Triple challenges – Small sample sizes in both exposure and control groups when scanning rare maternal outcomes in signal identification: A simulation study
Background: TreeScan™ is a signal identification approach that scans thousands of outcomes simultaneously while adjusting for multiple hypothesis testing to identify potential safety signals. The Poisson model used in TreeScan assumes that expected incidence proportions are known without error.
Objectives: Our simulation study aimed to evaluate how expected incidence proportions estimated from small control groups may affect TreeScan’s ability to identify signals for maternal adverse outcomes.

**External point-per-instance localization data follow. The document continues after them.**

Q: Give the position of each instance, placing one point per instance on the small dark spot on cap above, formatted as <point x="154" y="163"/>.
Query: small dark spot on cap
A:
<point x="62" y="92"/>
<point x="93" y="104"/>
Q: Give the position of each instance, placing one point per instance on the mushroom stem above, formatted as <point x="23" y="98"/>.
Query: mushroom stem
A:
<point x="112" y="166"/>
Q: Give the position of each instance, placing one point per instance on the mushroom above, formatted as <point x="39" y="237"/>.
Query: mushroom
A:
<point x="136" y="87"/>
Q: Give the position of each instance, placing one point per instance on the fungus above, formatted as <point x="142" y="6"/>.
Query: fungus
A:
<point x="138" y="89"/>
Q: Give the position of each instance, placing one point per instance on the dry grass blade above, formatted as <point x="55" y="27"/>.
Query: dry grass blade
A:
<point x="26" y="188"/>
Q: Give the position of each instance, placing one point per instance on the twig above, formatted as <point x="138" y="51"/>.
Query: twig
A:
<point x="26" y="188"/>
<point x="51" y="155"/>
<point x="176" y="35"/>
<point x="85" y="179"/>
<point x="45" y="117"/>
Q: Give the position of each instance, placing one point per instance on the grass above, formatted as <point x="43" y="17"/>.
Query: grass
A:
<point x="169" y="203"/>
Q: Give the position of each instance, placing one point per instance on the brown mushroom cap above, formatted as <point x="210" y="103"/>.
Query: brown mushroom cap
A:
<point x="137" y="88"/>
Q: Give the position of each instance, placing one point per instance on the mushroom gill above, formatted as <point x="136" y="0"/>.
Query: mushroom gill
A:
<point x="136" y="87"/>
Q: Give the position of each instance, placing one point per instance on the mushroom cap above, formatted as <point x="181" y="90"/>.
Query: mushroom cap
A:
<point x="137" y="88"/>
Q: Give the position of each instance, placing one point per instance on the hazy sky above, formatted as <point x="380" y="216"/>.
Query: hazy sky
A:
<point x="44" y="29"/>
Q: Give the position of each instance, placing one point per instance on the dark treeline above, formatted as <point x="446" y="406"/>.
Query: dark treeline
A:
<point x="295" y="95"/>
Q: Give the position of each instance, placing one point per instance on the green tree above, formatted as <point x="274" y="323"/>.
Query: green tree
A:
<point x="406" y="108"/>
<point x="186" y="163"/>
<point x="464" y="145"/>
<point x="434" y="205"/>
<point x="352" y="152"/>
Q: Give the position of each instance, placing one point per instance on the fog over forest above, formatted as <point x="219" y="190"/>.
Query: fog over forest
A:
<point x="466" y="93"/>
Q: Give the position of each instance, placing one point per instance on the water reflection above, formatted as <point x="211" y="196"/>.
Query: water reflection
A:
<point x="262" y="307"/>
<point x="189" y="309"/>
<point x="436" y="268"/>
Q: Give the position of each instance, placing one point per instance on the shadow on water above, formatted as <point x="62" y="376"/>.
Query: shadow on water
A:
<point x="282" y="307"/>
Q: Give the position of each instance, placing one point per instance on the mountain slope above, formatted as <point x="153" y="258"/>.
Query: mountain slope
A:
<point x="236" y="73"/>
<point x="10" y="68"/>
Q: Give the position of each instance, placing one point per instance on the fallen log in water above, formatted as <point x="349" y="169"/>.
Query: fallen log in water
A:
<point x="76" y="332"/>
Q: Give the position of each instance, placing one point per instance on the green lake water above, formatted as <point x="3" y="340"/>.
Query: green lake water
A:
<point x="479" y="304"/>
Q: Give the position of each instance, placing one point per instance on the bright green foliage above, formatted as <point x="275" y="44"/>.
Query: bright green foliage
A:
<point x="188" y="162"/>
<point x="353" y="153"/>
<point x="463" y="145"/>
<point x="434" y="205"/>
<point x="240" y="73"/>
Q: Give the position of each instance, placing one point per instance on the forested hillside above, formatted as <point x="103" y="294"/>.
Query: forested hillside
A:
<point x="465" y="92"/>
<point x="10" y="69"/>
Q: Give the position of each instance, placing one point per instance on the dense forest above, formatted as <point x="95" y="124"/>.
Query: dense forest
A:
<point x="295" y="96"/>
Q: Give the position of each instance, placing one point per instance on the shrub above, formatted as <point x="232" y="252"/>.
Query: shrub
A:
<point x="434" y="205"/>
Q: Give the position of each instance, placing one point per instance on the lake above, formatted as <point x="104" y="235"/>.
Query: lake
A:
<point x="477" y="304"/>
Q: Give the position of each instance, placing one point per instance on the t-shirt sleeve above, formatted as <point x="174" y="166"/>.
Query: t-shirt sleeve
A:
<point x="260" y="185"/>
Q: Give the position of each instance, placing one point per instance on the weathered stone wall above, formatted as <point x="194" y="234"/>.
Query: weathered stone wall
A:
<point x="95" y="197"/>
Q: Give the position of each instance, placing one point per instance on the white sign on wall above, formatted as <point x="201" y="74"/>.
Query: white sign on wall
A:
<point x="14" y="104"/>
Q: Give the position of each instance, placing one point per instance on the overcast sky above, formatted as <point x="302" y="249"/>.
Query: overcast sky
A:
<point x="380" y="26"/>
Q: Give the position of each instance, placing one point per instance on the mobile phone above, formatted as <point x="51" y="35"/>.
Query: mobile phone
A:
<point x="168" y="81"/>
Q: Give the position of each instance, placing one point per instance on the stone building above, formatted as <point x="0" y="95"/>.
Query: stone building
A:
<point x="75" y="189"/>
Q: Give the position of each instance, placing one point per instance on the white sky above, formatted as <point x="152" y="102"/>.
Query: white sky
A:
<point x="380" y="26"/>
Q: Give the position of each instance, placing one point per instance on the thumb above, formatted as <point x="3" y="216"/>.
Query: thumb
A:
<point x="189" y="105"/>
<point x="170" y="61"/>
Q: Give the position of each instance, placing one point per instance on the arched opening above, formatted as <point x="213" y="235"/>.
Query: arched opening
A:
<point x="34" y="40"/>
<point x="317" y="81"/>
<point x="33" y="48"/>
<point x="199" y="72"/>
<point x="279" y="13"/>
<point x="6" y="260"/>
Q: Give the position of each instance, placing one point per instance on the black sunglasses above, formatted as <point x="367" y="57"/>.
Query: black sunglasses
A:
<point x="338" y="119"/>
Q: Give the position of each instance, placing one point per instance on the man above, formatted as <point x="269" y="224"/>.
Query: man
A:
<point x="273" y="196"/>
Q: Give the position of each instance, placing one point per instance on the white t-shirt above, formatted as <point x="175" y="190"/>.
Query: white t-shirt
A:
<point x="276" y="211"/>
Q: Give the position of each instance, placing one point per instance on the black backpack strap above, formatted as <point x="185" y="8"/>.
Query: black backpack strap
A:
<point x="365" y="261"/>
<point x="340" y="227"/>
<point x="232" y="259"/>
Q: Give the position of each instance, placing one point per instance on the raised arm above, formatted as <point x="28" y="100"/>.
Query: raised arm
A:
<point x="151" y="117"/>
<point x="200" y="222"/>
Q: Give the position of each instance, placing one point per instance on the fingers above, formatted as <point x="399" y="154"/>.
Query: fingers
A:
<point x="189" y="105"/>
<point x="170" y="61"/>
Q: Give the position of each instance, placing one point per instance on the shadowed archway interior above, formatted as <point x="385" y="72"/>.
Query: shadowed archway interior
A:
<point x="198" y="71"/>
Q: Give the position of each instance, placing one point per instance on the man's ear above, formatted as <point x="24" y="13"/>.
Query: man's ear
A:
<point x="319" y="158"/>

Methods: We used the Merative™ MarketScan Research Database (2015-2020) to identify livebirths and generate incidence proportions of maternal complications in the ICD-10-CM Chapter 15 (Pregnancy, childbirth, and the puerperium, O00-O9A) (assuming those proportions were known without error). We drew samples for control groups (1000, 2500, 5000, 10000, 50000) and calculated incidence proportions reflecting uncertainty due to sampling error. We also varied other parameters that might impact statistical power: exposure group sample size (1000, 2500, 5000, 10000), outcomes with selected incidence proportions (0.02, 0.01, 0.005) to do investigator-injected risk, and magnitude of injected risk (RR=1, 1.5, 2.0). We conducted unconditional Poisson TreeScan analyses for all combinations of these parameters and set the alerts threshold at alpha=0.05. We also conducted base case analyses using the expected incidence proportions without error.
Results: In simulated elevated relative risk scenarios, the statistical power and observed relative risk were more inaccurate than the base case when there was a higher exposure to control group ratio, a very rare outcome, or a smaller magnitude of injected risk. Under the null hypothesis scenarios, a higher exposure to control group ratio created a greater number of false alerts and inflated type I error. We found that the control sample size should be at least equal to that of the exposed using Poisson-based TreeScan. Finally, small control groups resulted in more nodes with observed zero counts which all occurred among outcomes with expected incidence proportions ≤0.005. The zero count nodes could not be evaluated in TreeScan.
Conclusions: We are commonly faced with low sample size among both exposure and control groups and rare outcomes in pregnancy research even if using large automated healthcare databases. Our simulation indicated that the control size should not be smaller than the exposure size, potentially maintaining by choosing a control group with an appropriate sample size or trimming the exposure group, to screen for rare maternal outcomes by Poisson-based TreeScan.